The All-Star big man almost cracked a smile when talking about his relationship with Philly fans. Embiid was asked why the Sixers play so much better at home and naturally, he brought up the sometimes fickle fans roaming the Wells Fargo Center. They bring 110% every night so you better bring the same kind of energy.

“When you play in Philly, they are going to push you,” Embiid said. “They are going to get on you. They going to boo you. You got to come out and give 110-percent. You play very hard and give them everything you got. That’s played a huge role down there with being home because you don’t want to get booed. You want to come out and dominate and enjoy the game. You want the fans to enjoy the game. You want to win the game.”


Lost Physicality in the Fourth Quarter

The Sixers had it on cruise control heading into the fourth quarter versus Brooklyn when Doc Rivers emptied his bench. The Nets did the same thing since they were facing a 22-point deficit at one point.

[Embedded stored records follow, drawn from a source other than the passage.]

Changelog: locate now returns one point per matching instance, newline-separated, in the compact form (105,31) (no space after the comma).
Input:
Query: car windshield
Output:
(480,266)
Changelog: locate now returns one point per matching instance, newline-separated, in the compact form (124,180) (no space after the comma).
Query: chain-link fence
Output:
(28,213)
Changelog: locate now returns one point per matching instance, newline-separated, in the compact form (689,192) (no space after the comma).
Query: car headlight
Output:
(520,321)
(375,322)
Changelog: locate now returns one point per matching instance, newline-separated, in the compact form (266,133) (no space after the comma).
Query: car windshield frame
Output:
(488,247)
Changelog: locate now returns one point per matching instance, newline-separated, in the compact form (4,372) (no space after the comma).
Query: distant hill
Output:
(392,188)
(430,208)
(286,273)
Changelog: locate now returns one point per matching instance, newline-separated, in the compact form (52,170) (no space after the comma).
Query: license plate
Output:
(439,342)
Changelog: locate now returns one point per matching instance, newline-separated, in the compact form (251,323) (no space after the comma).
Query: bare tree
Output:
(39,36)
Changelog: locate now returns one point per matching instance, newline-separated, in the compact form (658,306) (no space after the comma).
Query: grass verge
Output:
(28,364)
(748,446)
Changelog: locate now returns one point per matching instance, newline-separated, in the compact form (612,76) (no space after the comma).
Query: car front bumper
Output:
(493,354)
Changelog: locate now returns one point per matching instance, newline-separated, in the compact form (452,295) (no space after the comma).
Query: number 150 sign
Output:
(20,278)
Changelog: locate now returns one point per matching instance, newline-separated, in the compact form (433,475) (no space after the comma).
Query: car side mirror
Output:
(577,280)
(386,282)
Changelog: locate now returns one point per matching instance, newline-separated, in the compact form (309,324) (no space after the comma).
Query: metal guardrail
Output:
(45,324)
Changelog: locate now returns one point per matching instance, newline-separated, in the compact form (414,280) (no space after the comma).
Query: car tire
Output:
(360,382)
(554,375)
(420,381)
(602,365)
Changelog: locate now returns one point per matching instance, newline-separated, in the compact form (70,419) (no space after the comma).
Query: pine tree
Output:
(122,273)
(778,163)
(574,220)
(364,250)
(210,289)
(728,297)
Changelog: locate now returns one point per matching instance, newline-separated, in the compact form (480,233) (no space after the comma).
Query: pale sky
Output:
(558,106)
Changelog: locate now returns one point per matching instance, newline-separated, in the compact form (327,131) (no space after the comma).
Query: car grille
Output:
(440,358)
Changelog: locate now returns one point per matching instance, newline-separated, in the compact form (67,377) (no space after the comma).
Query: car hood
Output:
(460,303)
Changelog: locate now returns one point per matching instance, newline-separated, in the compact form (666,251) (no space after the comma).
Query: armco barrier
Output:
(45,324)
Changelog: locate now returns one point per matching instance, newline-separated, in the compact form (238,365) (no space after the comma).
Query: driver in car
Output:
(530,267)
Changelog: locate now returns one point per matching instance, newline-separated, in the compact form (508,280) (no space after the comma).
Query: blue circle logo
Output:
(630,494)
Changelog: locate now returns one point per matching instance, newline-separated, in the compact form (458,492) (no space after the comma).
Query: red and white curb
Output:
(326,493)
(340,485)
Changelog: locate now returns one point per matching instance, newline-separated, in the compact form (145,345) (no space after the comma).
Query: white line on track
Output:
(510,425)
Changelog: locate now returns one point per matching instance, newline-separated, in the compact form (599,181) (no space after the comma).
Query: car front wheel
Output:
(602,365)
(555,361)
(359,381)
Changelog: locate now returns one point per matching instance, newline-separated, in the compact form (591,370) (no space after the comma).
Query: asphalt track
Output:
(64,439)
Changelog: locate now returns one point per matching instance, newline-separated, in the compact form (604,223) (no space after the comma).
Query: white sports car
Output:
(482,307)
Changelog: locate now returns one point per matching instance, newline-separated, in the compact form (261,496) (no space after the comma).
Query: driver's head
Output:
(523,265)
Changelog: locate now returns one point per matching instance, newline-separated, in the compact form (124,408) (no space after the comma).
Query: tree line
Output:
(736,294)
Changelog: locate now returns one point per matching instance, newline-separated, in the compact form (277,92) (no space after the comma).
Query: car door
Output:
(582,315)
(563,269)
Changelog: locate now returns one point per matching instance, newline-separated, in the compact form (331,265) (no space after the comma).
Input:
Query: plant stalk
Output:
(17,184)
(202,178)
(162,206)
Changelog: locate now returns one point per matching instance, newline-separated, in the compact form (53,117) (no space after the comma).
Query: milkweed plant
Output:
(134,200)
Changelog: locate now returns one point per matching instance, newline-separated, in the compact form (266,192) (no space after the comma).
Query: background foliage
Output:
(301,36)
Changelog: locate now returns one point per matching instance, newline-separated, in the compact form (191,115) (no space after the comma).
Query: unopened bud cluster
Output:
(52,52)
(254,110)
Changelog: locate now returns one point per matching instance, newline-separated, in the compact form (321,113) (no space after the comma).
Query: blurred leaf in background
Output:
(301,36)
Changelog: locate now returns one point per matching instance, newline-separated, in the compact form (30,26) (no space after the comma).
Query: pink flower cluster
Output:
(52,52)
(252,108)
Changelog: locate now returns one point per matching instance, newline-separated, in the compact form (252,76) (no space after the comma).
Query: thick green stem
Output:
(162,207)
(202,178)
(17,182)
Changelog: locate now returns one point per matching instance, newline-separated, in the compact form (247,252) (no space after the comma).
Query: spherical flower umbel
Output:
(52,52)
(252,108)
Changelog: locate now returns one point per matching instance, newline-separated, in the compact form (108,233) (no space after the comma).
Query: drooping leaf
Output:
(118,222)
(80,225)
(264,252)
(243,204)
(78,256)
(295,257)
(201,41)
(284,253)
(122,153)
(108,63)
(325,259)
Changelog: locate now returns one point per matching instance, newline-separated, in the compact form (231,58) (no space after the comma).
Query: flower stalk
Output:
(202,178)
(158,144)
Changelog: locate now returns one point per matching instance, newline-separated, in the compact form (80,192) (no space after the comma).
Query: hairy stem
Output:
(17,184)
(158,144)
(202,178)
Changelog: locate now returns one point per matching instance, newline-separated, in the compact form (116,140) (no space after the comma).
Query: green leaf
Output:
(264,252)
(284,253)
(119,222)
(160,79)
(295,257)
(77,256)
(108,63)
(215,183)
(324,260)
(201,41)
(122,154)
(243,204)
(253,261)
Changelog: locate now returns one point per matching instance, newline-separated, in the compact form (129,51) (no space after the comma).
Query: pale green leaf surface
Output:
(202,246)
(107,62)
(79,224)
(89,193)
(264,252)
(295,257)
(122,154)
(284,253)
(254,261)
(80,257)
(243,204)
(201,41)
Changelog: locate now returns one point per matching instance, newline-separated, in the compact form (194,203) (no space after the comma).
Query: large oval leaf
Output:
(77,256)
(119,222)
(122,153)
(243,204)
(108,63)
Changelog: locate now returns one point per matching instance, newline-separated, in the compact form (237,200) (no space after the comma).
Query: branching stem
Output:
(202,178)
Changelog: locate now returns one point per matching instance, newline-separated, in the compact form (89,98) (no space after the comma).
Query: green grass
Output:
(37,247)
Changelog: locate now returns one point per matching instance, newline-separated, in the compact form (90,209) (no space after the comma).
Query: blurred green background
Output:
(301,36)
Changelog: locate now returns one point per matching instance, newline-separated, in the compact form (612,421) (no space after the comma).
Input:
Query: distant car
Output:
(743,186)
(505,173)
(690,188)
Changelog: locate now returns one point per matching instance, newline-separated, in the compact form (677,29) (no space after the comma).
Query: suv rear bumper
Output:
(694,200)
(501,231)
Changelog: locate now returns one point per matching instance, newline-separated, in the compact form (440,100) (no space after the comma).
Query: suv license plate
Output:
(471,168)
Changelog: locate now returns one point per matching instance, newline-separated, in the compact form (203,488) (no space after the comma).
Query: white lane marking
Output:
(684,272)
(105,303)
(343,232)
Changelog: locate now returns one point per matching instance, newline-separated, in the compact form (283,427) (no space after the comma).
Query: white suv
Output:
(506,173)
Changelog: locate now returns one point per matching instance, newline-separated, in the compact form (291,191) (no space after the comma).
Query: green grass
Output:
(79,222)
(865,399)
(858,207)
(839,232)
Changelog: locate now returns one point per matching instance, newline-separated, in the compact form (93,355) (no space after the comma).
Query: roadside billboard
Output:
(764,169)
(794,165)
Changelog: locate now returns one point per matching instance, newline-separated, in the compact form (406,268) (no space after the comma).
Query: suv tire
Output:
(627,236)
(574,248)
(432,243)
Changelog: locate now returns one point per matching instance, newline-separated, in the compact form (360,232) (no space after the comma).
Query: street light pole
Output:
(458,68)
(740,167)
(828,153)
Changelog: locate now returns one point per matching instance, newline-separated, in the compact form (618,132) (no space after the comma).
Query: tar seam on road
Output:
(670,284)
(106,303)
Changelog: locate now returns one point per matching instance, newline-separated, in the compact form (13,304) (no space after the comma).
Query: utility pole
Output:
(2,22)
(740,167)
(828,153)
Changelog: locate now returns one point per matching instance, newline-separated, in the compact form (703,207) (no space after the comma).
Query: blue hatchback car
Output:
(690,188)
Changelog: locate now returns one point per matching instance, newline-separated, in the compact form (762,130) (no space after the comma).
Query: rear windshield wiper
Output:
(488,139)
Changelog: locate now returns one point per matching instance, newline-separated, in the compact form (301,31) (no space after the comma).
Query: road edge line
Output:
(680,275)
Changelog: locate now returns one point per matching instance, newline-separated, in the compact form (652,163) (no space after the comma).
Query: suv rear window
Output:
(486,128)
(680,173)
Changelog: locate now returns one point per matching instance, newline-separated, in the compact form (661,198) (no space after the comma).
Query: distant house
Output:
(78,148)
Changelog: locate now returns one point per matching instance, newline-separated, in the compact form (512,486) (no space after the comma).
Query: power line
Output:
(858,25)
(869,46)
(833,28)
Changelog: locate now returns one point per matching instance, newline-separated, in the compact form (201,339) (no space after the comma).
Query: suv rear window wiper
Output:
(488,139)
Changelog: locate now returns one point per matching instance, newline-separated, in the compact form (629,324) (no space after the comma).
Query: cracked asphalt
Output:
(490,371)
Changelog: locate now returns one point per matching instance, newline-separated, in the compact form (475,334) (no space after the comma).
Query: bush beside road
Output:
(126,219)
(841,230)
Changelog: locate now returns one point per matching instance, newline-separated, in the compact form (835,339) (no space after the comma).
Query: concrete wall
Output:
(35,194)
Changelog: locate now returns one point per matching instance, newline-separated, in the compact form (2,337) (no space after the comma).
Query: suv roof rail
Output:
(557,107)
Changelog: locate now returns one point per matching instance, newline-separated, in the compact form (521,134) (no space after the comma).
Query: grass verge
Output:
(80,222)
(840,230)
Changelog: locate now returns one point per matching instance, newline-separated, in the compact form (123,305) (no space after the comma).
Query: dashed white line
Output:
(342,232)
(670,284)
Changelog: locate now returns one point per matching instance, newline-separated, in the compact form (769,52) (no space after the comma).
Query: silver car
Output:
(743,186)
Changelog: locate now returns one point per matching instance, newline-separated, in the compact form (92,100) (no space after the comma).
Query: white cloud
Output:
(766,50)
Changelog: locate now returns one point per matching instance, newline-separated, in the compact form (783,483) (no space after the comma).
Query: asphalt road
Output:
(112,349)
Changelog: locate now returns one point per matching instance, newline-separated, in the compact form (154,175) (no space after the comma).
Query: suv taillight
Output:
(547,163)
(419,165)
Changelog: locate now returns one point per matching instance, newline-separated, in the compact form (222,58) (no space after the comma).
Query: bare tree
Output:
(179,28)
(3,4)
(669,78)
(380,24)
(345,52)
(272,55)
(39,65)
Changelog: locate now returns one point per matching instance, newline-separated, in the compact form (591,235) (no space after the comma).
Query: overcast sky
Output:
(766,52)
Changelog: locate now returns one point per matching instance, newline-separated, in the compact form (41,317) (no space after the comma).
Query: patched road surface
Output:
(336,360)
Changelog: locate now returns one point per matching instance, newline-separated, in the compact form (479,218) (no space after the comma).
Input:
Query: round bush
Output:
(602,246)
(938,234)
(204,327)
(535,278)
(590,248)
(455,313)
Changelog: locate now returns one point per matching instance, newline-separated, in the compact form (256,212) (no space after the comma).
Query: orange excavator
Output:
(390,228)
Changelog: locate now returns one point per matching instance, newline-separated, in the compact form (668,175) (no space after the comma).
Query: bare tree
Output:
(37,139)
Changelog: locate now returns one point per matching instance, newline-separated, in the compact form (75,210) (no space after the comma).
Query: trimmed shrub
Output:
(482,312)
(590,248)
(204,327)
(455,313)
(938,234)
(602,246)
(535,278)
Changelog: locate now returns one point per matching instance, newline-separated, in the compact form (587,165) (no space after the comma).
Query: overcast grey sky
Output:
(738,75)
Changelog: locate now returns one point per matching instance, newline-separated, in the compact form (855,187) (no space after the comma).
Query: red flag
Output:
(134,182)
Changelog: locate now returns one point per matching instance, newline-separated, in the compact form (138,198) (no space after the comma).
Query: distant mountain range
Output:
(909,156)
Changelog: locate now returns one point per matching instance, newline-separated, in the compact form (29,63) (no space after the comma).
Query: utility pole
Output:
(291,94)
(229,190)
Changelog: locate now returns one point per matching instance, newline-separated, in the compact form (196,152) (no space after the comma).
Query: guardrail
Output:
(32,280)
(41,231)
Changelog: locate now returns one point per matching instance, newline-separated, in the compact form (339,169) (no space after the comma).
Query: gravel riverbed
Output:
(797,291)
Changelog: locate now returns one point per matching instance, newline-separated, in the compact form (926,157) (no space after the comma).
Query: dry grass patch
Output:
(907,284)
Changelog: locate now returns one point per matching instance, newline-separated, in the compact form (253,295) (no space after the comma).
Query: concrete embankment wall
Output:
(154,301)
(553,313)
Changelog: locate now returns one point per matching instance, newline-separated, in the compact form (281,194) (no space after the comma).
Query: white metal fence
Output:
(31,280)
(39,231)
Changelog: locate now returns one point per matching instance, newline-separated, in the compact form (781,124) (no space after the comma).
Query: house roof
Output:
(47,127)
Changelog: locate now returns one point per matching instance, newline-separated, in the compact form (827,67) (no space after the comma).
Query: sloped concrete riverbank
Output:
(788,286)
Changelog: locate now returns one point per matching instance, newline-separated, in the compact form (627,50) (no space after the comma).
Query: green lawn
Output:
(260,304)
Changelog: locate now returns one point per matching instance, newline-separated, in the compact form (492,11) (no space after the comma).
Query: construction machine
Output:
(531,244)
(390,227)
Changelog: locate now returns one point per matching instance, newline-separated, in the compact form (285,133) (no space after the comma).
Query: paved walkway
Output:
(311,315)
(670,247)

Unfortunately, it got a little too close for comfort and Embiid was asked to return along with the other Sixers starters. They ended up winning the game by six points — Sixers 123, Nets 117 — but they weren’t in sync like before.

“That fourth quarter, it was just weird, I would say,” Embiid said. “I felt like I sat too long and kind of lost my rhythm, so them fronting and trapping had nothing to do with me or our play in that stretch when I came back. We just didn’t have the same physicality that we had for the first three quarters.”

Embiid is averaging 29.6 points, 11.0 rebounds, 3.1 assists, 1.5 blocks in 36 games while shooting 52% from the field. He’s also taking a staggering 11.6 free-throw attempts per game and shooting it 85.2% from the charity stripe.